UNITED STATES DISTRICT COURT NORTHERN DISTRICT OF NEW YORK
February 18, 2011
JEFFREY THRALL, PLAINTIFF,
CNY CENTRO, INC.; CHARLES WATSON, AS THE BUSINESS AGENT OF THE AMALGAMATED TRANSIT UNION LOCAL 580; AND AMALGAMATED TRANSIT UNION LOCAL 580, DEFENDANTS.
The opinion of the court was delivered by: Neal P. McCurn, Senior District Judge
Memorandum, Decision and Order
Presently before the court are motions to dismiss the complaint and motions for sanctions against plaintiff and his attorney. Plaintiff has opposed all four motions, and defendants have replied. Decision is rendered on the papers submitted,*fn1 without oral argument.
II. Procedural Background
This civil rights action was jointly removed to this court by defendants CNY Centro, Inc. ("Centro"), Charles Watson and Amalgamated Transit Union Local 580 ("the Union"). Plaintiff, Jeffrey Thrall ("Plaintiff"), originally commenced this action in state court on April 3, 2009, seeking compensatory and punitive damages for several causes of action related, in part, to his termination from employment and denial of disability pension benefits. According to plaintiff, all of the causes of action in his complaint are related to his discovery of documents that were fraudulently withheld by defendants, which would have called into question the results of a grievance review board decision relating to his application for disability pension benefits from Centro. Included in the complaint are purported claims under New York common law for breach of contract, wrongful termination, breach of the duty of fair representation, fraudulent concealment and abuse of process. In addition, plaintiff purports to set forth a civil rights claim pursuant to 42 U.S.C. § 1983 as a predicate for his claims that defendants violated his rights under the First, Fifth and Fourteenth Amendments to the United States Constitution.
III. Legal Standard
When deciding a motion to dismiss pursuant to Rule 12(b)(6) of the Federal Rules of Civil Procedure, the court must accept the factual allegations in the complaint as true, drawing all inferences in favor of the plaintiff. See Miller v. Wolpoff & Abramson, L.L.P., 321 F.3d 292, 300 (2d Cir.2003) (quoting Patel v. Contemporary Classics of Beverly Hills, 259 F.3d 123, 126 (2d Cir.2001)). The court is generally "required to look only to the allegations on the face of the complaint." Roth v. Jennings, 489 F.3d 499, 509 (2d Cir.2007). However, in addition to the complaint's factual allegations, the pleading includes any written instrument or exhibit attached to a complaint and incorporated by reference. See Chambers v. Time Warner, Inc., 282 F.3d 147, 152-53 (2d Cir.2002) (citing Int'l Audiotext Network, Inc. v. Am. Tel. & Tel. Co., 62 F.3d 69, 72 (2d Cir.1995)). Courts may also take judicial notice of state court decisions when deciding a Rule 12(b)(6) motion to dismiss. See Nemeth v. Village of Hancock, No. 3:10-CV-1161, 2011 WL 56063, at *1, n.2 (N.D.N.Y. Jan. 7, 2011) (citing Chambers, 282 F.3d at152-53; Brass v. American Film Tech., Inc., 987 F.2d 142, 150 (2d Cir.1993)).

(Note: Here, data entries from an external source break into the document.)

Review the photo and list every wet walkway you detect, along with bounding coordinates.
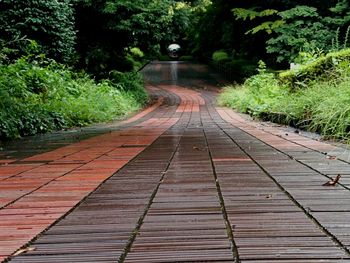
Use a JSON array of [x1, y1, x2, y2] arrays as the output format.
[[0, 62, 350, 263]]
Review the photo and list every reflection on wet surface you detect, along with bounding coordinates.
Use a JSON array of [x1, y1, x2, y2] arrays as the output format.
[[0, 61, 223, 159], [142, 61, 220, 88]]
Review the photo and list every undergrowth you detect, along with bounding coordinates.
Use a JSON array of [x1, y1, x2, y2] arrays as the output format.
[[219, 50, 350, 141], [0, 56, 147, 139]]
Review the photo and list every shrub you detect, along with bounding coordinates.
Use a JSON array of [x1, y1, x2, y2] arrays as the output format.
[[0, 57, 147, 139], [0, 0, 76, 62], [279, 49, 350, 88], [219, 50, 350, 141]]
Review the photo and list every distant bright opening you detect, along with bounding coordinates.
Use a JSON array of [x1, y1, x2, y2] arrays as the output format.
[[168, 44, 181, 58]]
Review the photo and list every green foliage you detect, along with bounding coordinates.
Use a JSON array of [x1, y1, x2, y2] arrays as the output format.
[[232, 8, 278, 20], [76, 0, 191, 78], [266, 6, 335, 62], [0, 0, 76, 62], [279, 49, 350, 88], [0, 57, 147, 139], [219, 50, 350, 141]]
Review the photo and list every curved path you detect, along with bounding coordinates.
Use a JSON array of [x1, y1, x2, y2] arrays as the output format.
[[0, 62, 350, 263]]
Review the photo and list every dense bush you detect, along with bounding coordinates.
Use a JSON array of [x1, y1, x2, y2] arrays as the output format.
[[279, 49, 350, 87], [219, 50, 350, 140], [0, 57, 147, 139], [0, 0, 76, 62]]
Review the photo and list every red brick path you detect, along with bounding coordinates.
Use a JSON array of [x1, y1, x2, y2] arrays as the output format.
[[0, 63, 350, 263]]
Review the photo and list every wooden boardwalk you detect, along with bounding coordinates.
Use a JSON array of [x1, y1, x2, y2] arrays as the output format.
[[0, 62, 350, 263]]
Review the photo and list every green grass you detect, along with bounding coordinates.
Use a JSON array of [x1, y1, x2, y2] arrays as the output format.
[[0, 58, 147, 139], [219, 51, 350, 141]]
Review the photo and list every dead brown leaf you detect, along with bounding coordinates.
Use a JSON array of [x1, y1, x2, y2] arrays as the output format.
[[192, 146, 206, 152], [323, 174, 341, 186], [326, 155, 338, 160], [13, 247, 36, 256]]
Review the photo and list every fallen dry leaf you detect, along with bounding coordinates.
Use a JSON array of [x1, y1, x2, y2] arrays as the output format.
[[326, 155, 337, 160], [323, 174, 341, 186], [13, 247, 36, 256], [192, 146, 205, 151]]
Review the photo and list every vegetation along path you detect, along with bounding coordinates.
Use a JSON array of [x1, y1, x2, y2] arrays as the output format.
[[0, 62, 350, 263]]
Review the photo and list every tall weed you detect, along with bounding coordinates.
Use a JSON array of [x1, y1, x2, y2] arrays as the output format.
[[0, 57, 147, 139]]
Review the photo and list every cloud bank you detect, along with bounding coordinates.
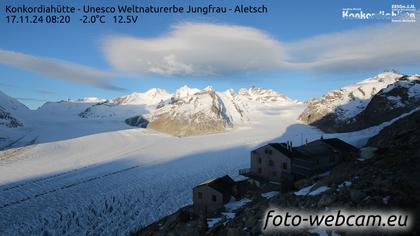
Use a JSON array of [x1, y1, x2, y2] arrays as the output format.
[[0, 49, 124, 91], [103, 23, 284, 75], [103, 20, 420, 76]]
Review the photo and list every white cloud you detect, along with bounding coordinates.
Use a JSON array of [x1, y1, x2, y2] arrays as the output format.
[[104, 23, 283, 75], [0, 49, 123, 90], [103, 20, 420, 75]]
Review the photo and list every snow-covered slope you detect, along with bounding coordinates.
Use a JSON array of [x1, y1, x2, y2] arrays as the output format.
[[299, 71, 414, 131], [0, 91, 29, 128]]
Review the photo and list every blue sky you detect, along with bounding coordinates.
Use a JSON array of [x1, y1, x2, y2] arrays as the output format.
[[0, 0, 420, 108]]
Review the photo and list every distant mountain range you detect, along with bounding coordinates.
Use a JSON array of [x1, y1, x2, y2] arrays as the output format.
[[0, 71, 420, 136], [299, 72, 420, 132], [0, 86, 299, 136]]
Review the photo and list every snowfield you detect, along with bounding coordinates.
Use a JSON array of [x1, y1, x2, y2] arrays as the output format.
[[0, 88, 414, 235]]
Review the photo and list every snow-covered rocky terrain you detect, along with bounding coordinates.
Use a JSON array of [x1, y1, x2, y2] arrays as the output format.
[[299, 71, 420, 132], [0, 80, 416, 235], [0, 91, 29, 128]]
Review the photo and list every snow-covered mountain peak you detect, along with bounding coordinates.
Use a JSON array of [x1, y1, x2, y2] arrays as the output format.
[[238, 86, 291, 102], [144, 88, 169, 98], [76, 97, 108, 103], [112, 88, 171, 105], [0, 91, 29, 112]]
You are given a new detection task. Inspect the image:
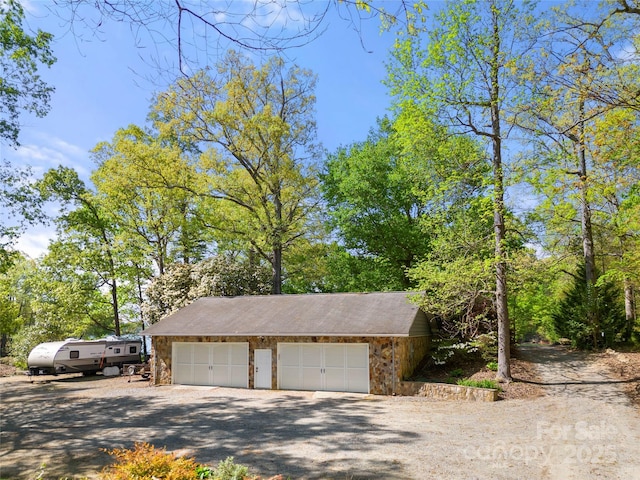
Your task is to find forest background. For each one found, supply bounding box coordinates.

In order to survive a Rule 12(b)(6) motion, a plaintiff must allege enough facts "to raise a right of relief above the speculative level." See Bell Atl. Corp. V. Twombly, 550 U.S. 544, 555-56, 127 S.Ct. 1955, 1965 (2007). The complaint must contain sufficient factual allegations, accepted as true, to state a facially plausible claim. See Ashcroft v. Iqbal, - U.S. -, -, 129 S.Ct. 1937, 1949 (2009) (quoting Twombly, 550 U.S. at 570, 127 S.Ct. at 1974). However, assessing whether a complaint states a facially plausible claim for relief is a "context-specific task that requires the reviewing court to draw on its judicial experience and common sense." Iqbal, 129 S.Ct. at 1950.
IV. Factual Background
The court will, as it must, accept as true the following factual allegations in plaintiff's complaint.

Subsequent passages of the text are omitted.